- Decyzja na pewno trudna dla związku, ale trzeba było ją podjąć - skomentował krótko trener Juranda Arkadiusz Chełmiński. W końcowym rozrachunku ciechanowianie zajęli dziesiąte, przedostatnie miejsce w tabeli. - Pierwsza runda pokazała, że zrobiliśmy progres pod względem gry. Nie przegrywaliśmy meczów wysoko. Graliśmy jak równo z równym z wieloma zespołami, szczególnie u siebie - dodał Chełmiński.
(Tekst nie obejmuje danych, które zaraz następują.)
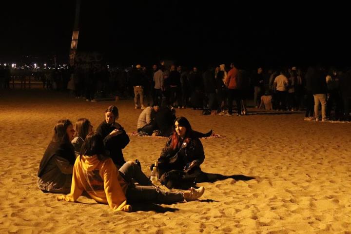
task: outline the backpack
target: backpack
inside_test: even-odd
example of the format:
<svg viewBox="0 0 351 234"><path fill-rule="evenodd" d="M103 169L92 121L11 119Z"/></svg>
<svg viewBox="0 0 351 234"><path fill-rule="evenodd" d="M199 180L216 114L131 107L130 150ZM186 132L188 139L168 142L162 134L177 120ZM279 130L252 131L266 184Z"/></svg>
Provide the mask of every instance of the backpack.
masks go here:
<svg viewBox="0 0 351 234"><path fill-rule="evenodd" d="M179 170L172 170L164 173L160 180L161 184L169 189L187 190L192 187L196 187L195 178L187 177L185 173Z"/></svg>

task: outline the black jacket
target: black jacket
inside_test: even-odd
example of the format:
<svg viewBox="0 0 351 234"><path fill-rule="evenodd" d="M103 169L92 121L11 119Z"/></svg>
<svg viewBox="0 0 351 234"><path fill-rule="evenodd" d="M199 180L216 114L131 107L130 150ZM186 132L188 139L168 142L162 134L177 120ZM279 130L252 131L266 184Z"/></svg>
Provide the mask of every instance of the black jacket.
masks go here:
<svg viewBox="0 0 351 234"><path fill-rule="evenodd" d="M193 161L197 164L197 166L195 167L199 167L200 165L205 160L203 147L198 138L192 138L184 148L181 147L183 142L180 142L179 145L174 150L170 147L171 143L172 136L168 138L166 146L162 149L159 159L159 161L166 162L170 159L172 160L171 159L172 157L176 159L172 163L173 168L170 169L183 170L184 167L188 166ZM176 158L175 158L174 157Z"/></svg>
<svg viewBox="0 0 351 234"><path fill-rule="evenodd" d="M51 141L46 148L40 161L38 173L38 177L41 176L46 164L55 155L67 159L71 165L74 165L76 156L73 145L71 142L61 143Z"/></svg>
<svg viewBox="0 0 351 234"><path fill-rule="evenodd" d="M113 130L121 127L118 123L116 123L114 126L111 126L104 121L97 129L97 132L103 138L104 144L106 150L109 153L110 157L115 164L120 166L126 162L122 149L124 149L129 143L129 137L124 130L123 133L115 136L110 136L110 133Z"/></svg>

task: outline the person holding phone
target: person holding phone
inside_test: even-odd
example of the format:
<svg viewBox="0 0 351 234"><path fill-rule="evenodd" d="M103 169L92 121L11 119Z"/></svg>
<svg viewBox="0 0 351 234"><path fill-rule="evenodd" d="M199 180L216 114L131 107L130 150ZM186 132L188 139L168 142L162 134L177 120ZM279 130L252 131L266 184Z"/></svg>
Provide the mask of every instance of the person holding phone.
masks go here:
<svg viewBox="0 0 351 234"><path fill-rule="evenodd" d="M129 137L122 126L116 120L118 110L110 106L105 111L105 120L97 129L97 132L103 138L103 142L109 156L118 168L125 163L122 149L129 143Z"/></svg>

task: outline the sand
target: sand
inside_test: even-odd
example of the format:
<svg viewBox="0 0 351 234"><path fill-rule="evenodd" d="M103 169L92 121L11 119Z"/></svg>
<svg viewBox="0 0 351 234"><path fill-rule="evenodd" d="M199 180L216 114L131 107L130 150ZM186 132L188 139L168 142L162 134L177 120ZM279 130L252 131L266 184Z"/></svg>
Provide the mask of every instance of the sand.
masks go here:
<svg viewBox="0 0 351 234"><path fill-rule="evenodd" d="M199 184L206 191L198 201L136 206L126 213L84 197L69 203L42 193L37 173L57 121L86 117L96 128L113 104L127 132L136 131L141 111L131 100L0 93L0 233L351 234L351 124L305 121L301 113L225 117L177 110L194 129L225 136L202 140L204 171L256 177ZM130 138L125 158L138 158L149 175L166 138Z"/></svg>

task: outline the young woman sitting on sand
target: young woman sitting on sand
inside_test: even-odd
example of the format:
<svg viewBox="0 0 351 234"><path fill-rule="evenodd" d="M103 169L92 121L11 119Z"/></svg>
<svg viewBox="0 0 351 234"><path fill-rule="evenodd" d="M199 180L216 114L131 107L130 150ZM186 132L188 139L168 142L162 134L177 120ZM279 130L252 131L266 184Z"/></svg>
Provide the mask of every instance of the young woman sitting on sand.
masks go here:
<svg viewBox="0 0 351 234"><path fill-rule="evenodd" d="M105 111L105 120L98 127L97 132L102 136L110 157L119 168L126 162L122 149L130 140L123 128L116 121L118 118L118 108L115 106L109 106Z"/></svg>
<svg viewBox="0 0 351 234"><path fill-rule="evenodd" d="M186 180L192 180L195 183L213 182L229 178L219 174L202 172L200 165L204 159L205 153L202 144L194 134L188 119L182 117L176 118L174 121L173 133L168 138L158 159L159 176L172 170L176 170L182 172ZM173 187L166 185L169 188ZM179 186L174 187L185 188Z"/></svg>
<svg viewBox="0 0 351 234"><path fill-rule="evenodd" d="M169 137L173 132L176 110L171 110L167 106L162 107L158 109L155 117L156 127L160 131L159 136ZM212 135L212 130L206 133L193 130L193 135L196 138L207 137Z"/></svg>
<svg viewBox="0 0 351 234"><path fill-rule="evenodd" d="M108 204L114 210L130 212L127 200L170 204L196 200L204 192L203 187L185 192L164 191L153 186L137 164L128 161L118 170L105 153L101 136L96 133L88 135L76 159L71 193L58 199L74 202L85 191L96 201Z"/></svg>
<svg viewBox="0 0 351 234"><path fill-rule="evenodd" d="M88 119L84 118L79 118L75 124L75 130L76 131L75 138L71 143L74 147L76 157L77 157L79 154L85 137L88 134L93 132L93 125Z"/></svg>
<svg viewBox="0 0 351 234"><path fill-rule="evenodd" d="M68 194L71 189L75 130L68 119L61 119L54 128L52 140L44 154L38 173L38 187L43 192Z"/></svg>

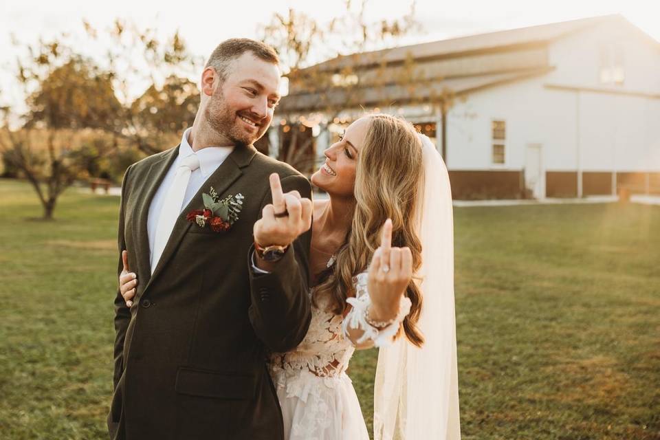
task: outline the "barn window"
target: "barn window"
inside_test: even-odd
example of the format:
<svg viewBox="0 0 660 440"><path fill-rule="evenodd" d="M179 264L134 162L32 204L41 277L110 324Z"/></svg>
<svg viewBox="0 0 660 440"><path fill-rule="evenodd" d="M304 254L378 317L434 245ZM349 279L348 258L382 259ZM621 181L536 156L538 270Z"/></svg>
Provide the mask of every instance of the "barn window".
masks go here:
<svg viewBox="0 0 660 440"><path fill-rule="evenodd" d="M623 85L626 80L624 69L624 52L620 47L610 44L600 50L600 82L602 84Z"/></svg>
<svg viewBox="0 0 660 440"><path fill-rule="evenodd" d="M504 164L505 144L507 140L507 123L505 121L492 122L493 163Z"/></svg>
<svg viewBox="0 0 660 440"><path fill-rule="evenodd" d="M502 144L493 144L493 163L504 163L504 145Z"/></svg>

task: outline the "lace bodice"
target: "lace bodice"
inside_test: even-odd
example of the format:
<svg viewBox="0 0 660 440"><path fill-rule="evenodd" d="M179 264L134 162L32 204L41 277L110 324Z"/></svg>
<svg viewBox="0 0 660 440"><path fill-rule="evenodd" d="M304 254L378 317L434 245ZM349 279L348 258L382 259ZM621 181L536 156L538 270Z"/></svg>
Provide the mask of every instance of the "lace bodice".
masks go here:
<svg viewBox="0 0 660 440"><path fill-rule="evenodd" d="M318 307L312 305L309 329L302 342L290 351L271 355L273 373L307 370L316 376L329 377L348 368L355 347L342 332L343 317L326 311L329 304L327 299L317 300Z"/></svg>

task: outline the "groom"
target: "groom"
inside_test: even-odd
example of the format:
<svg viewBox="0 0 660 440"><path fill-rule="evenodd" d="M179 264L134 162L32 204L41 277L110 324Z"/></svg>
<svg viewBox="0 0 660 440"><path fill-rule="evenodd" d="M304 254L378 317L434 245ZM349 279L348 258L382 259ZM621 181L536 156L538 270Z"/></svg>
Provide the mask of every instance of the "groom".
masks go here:
<svg viewBox="0 0 660 440"><path fill-rule="evenodd" d="M222 43L181 144L126 172L119 249L138 283L115 300L111 439L283 437L265 360L309 327L311 204L305 177L252 146L279 80L272 48Z"/></svg>

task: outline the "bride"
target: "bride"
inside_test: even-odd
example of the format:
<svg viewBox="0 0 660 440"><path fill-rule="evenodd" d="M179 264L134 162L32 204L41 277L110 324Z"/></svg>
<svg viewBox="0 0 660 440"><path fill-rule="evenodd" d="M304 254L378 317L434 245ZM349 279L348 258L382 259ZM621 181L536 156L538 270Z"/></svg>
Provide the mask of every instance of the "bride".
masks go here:
<svg viewBox="0 0 660 440"><path fill-rule="evenodd" d="M311 322L297 348L269 360L285 438L368 440L346 371L356 349L377 346L375 440L458 440L445 164L428 138L384 114L354 122L325 155L311 177L329 195L314 204ZM136 282L120 277L122 292Z"/></svg>
<svg viewBox="0 0 660 440"><path fill-rule="evenodd" d="M311 322L296 349L270 360L285 438L368 440L346 371L356 349L376 346L374 439L459 439L444 163L410 124L383 114L356 120L325 155L311 177L329 195L314 205Z"/></svg>

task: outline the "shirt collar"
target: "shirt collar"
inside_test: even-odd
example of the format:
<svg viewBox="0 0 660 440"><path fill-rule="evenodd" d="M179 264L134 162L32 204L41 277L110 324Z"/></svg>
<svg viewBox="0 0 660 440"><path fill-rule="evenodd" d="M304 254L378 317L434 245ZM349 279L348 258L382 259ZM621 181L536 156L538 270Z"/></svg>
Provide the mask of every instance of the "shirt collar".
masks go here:
<svg viewBox="0 0 660 440"><path fill-rule="evenodd" d="M188 142L188 138L192 130L192 128L190 127L184 131L184 134L181 137L181 146L179 147L179 156L177 157L177 160L181 161L191 154L197 155L197 159L199 160L199 171L201 172L201 175L206 178L211 175L220 166L227 158L227 156L234 151L234 147L207 146L199 151L193 151L192 147Z"/></svg>

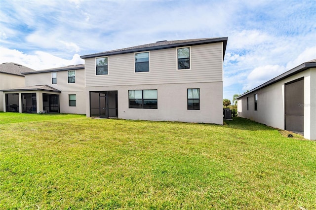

O awans do Superligi w turnieju barażowym z liderami dwóch pozostałych grup powalczy Nielba Wągrowiec. Jurandowi pozostaje teraz czekać na rozwój sytuacji i cieszyć się z dorobku indywidualnego Patryka Dębca. Najlepszy strzelec Juranda zdobył w całym sezonie 112 bramek, to drugi wynik w grupie A. - Chłopak pokazał się z bardzo dobrej strony. Zdziwiłbym się bardzo, gdyby nie miał propozycji z Superligi - ocenia Chełmiński.
Co z następnym sezonem? Dziś wiadomo tylko, że rozgrywki zostaną powiększone o najlepsze zespoły z drugiej ligi. Dodatkowo kluby otrzymają bonifikatę finansową w opłacie licencyjnej.